Data Discovery is currently in Private Preview and is not available for General Availability (GA). It should not be used in production environments, as features and functionality may change before the final GA release.

Performance and Accuracy

Details on performance and accuracy results.

Introduction

Performance and accuracy are critical metrics for data discovery tools. These ensure that large datasets can be processed swiftly and sensitive information is correctly identified. High performance minimizes latency and maximizes productivity, while accuracy reduces the risk of data breaches and ensures compliance with regulatory standards like GDPR and CCPA.

Together, these qualities are essential for maintaining data integrity and security in environments where unstructured data flows through various systems..

Performance Evaluation

The evaluation included Data Discovery deployed on Amazon EKS using a Helm Chart. The primary goal was to validate the application’s scalability and the infrastructure’s ability to handle varying loads under real-world conditions. Nevertheless, performance will vary between applications due to confounding variations in customer use cases. The key findings are as follows:

  • Scalability: The application and infrastructure configurations can efficiently scale to meet usage demands and support parallel service calls.

  • Instance Type: The m5.large instance was identified as a well-balanced choice for performance and cost.

    • If the priority is faster response times: Splitting messages into smaller chunks and processing them in parallel is more cost-effective with multiple weaker instance types.
    • If the priority is maximizing processing efficiency: Merging content into a single, larger request and using more powerful instance types is better for maximizing processing efficiency (characters processed per second).
  • Optimized CPU Usage: Maintain low CPU reservation for accurate measurement and effective self-regulation via the Horizontal Pod Autoscaler (HPA) that adjusts based on CPU usage percentage, balancing throughput, and idle time.

Detection Accuracy

Protegrity Data Discovery employs sophisticated Machine Learning (ML) and Natural Language Processing (NLP) technologies to achieve high accuracy in identifying sensitive data. The system processes the text inputs, with an NLP model pinpointing text spans within the document that correspond to various PII elements. The output includes text span as a PII entity, along with the entity type, entity position (start and end), and a confidence score. This confidence score reflects the likelihood of the text span being a PII entity, ensuring precise detection.

Dataset

Diverse datasets containing PII data, which differ based on demographic composition (volume and diversity), variations in data characteristics, types of labels, and other influencing factors were utilized. For example, labels such as “PERSON” and “PHONE_NUMBER” are used. The overall accuracy for detecting various PII data combinations in the dataset was measured with detection rate exceeding 96%.

Accuracy

The accuracy of the PII detection system is evaluated using Precision, Recall, and F1 Score.
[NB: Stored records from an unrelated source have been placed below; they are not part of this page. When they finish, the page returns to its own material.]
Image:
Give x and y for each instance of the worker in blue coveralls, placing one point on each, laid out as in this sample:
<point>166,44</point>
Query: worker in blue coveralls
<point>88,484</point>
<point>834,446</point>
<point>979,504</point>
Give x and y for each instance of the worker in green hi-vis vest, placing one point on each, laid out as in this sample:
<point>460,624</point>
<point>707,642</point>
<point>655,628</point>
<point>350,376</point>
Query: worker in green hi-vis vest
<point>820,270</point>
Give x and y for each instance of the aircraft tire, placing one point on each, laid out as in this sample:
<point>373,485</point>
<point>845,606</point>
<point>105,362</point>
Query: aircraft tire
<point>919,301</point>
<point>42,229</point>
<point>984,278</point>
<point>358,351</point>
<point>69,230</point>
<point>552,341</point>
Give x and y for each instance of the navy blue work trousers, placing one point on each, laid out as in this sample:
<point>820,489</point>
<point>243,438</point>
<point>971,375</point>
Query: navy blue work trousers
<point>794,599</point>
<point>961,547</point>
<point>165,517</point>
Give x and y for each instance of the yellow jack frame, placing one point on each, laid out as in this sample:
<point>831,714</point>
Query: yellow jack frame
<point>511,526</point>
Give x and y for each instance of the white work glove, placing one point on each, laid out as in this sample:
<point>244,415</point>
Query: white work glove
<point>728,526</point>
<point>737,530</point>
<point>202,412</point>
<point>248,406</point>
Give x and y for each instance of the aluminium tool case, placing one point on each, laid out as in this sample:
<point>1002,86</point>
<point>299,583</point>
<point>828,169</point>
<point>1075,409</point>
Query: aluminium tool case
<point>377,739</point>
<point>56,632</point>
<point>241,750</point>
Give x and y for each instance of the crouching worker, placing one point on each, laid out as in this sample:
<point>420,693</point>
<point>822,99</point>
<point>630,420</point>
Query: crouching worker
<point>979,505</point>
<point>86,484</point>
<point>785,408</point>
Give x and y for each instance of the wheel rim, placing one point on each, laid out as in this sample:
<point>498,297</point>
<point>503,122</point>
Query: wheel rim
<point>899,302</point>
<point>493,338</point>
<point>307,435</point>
These metrics are standard in information extraction and named entity recognition (NER) tasks and provide a clear and consistent way to measure detection performance.

  • Ground truth: Evaluation is performed against a labeled dataset where all PII entities are predefined. This labeled data represents the ground truth and is used to determine whether detected entities are correct.

  • Precision: Precision describes how reliable the system’s detections are. It focuses on the quality of the results. When the system identifies something as PII, Precision tells you how often that decision is correct. If Precision is high, most of the detected PII is valid and there are fewer false alerts.

  • Recall: Recall describes how complete the system’s detections are. It focuses on coverage. Recall shows how much of the actual PII present in the text was successfully detected. If Recall is high, the system is finding most of the PII and missing very little.

  • F1 Score: F1 Score combines Precision and Recall into a single value. It reflects the overall effectiveness of the system by balancing:

    • Avoiding false detections (Precision)
    • Avoiding missed PII (Recall) A high F1 Score means the system is both accurate and thorough, without favoring one at the expense of the other.

Interpretation of Metrics:

  • High Precision, Low Recall: The system is conservative and accurate but misses some PII.
  • Low Precision, High Recall: The system detects most PII but includes more false positives.
  • High F1 Score: The system achieves a good balance between Precision and Recall.

Supported languages Data Discovery provides accurate language detection across multiple supported languages. the F1 score demonstrates the consistency of performance across languages and enable quick comparison of detection quality in multilingual deployments.

Language metrics:

  • French / German / Spanish / Italian / Dutch: F1 ≥ 0.90
  • English: F1 ≥ 0.95
Last modified : March 06, 2026